Worthen received an associate’s degree from the College of Eastern Utah where he played basketball for Coach Curt Jenson and sang with the choir. He earned bachelor of arts and juris doctor degrees from BYU. He was born in Dragerton (now East Carbon City) and was raised in Price, where he graduated from Carbon High School.
He is married to the former Peggy Sealey also of Price and has three children. Following his commencement address, Worthen will receive an honorary degree along with Bernd Schikora.
Schikora has demonstrated his commitment to education and service through a life of singular opportunities and contributions.
His early interest in electronics led to his first job as an electrician’s mate on a seagoing freighter. After working and saving for several years, he was able to complete a college degree in electrical engineering. He applied his experiences as a sailor together with his newly-developed knowledge of digital sensors and communications as a research scientist focusing on a system for identifying and avoiding sea-based mines.

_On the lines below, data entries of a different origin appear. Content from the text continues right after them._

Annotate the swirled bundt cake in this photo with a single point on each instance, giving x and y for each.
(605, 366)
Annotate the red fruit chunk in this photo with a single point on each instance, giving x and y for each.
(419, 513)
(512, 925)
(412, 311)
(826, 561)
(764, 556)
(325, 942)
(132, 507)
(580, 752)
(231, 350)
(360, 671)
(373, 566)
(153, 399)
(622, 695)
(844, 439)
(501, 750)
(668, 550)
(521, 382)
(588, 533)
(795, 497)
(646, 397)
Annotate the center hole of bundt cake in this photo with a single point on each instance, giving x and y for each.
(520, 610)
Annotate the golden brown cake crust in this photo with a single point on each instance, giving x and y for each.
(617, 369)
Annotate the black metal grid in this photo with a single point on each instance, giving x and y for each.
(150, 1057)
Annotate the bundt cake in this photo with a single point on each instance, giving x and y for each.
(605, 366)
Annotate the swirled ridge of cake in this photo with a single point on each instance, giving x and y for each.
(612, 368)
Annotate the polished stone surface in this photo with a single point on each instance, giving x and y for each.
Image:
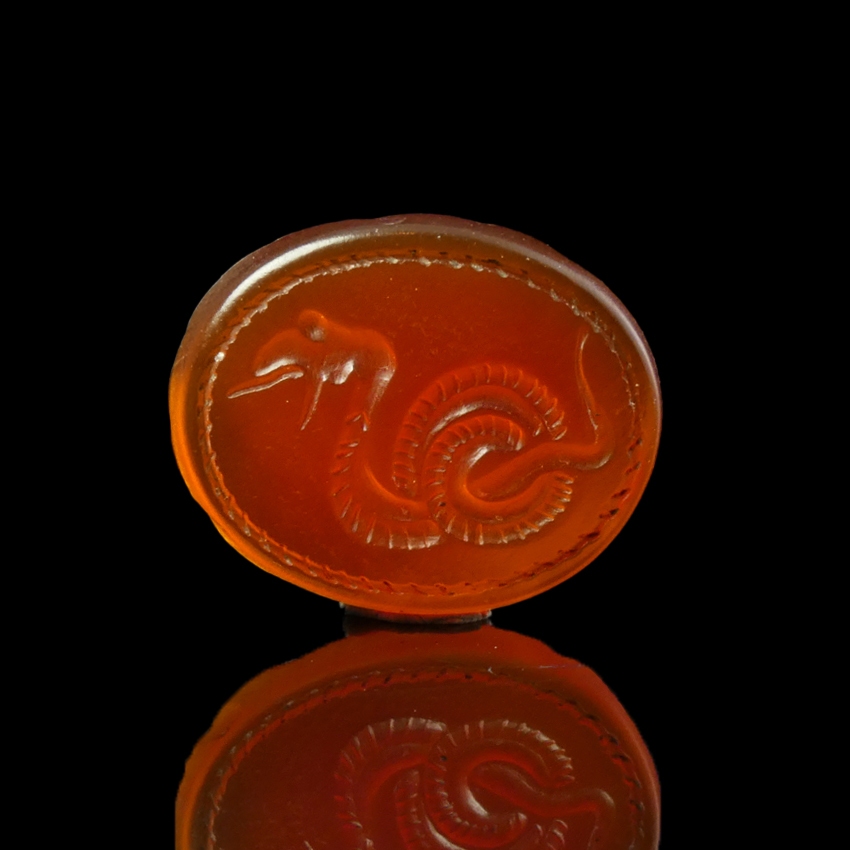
(421, 416)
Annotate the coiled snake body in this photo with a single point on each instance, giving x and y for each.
(464, 415)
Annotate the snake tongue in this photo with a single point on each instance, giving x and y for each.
(258, 383)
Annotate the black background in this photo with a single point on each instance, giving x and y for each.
(203, 620)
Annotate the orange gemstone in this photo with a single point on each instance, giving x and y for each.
(420, 415)
(395, 741)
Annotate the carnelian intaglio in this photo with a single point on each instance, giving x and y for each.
(434, 741)
(419, 416)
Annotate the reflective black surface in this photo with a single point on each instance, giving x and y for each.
(218, 620)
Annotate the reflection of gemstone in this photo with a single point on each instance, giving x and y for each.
(498, 420)
(473, 739)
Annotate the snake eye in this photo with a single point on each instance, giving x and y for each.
(313, 325)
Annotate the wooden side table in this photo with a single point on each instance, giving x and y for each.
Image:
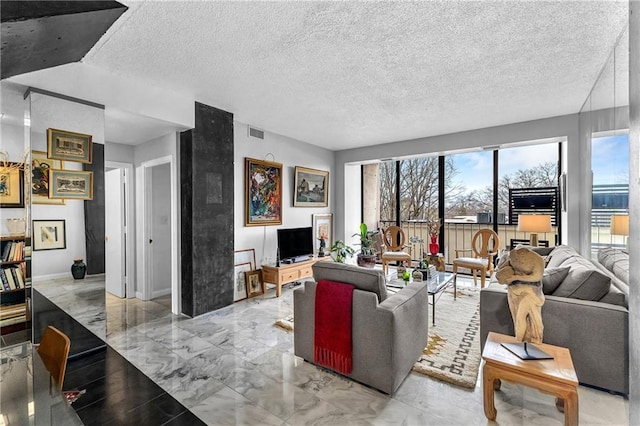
(437, 260)
(288, 273)
(552, 376)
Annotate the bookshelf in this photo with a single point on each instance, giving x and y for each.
(15, 283)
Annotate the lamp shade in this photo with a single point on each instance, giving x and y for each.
(534, 223)
(620, 224)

As a successful researcher and electrical engineering consultant, he honed his understanding of the critical difference that nanosecond responses could make in avoiding catastrophic seagoing calamities.

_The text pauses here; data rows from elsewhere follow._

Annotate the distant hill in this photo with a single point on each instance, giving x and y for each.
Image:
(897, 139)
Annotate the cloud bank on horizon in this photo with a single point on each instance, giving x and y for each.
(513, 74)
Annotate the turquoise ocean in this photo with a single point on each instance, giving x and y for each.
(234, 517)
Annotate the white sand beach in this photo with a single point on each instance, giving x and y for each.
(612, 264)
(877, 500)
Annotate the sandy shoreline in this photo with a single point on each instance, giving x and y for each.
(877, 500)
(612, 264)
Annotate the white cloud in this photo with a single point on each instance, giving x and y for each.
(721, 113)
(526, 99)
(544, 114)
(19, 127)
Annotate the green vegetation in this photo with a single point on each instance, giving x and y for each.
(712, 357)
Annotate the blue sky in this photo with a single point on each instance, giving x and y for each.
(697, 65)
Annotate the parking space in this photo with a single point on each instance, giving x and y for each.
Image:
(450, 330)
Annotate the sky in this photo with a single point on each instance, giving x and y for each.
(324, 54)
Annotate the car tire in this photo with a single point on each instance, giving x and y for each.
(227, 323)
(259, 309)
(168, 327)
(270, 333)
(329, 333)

The lessons of this period of his career led to the development of software systems based upon Boolean algebra and Markovian processes that allowed him to apply the principles of accurate, real-time response to international financial and commodities markets. As part of an international consortium of investors and market managers, Schikora was able to utilize his software systems to profit from high volume, narrow-margin transactions.
Although highly successful as a market forecaster and trader, Schikora’s real interests are in contribution rather than aggregation. He and his partner Coreen Harris and colleague Thomas Sawyer formed the First European Trust as a vehicle for providing charitable contributions focused on educational and economic development.
Each contribution has acknowledged and facilitated people’s capacity to improve their own future through hard work and discipline. Through the trust, tens of millions of dollars have been donated to help thousands of young people develop the education and industry that will ensure that their lives, like Schikora’s, will be lives of attainment and contribution.
Serving as co-valedictorias are Harley M. Watkins and Veva-Marie Whitear.
Watkins is a native of Blanding, Utah, and graduated from San Juan High School in 1989. Following high school graduation and church service in Denmark, Watkins met and married his wife, Amy Robinson of Richfield, Utah, in 1993.
Demands of raising a growing family created a necessity to put Harley’s goal of obtaining his associate’s degree on hold. When his wife graduated from CEU as salutatorian in 2003, Harley realized that if she could accomplish her goal with the demands on her time, that he could do it as well.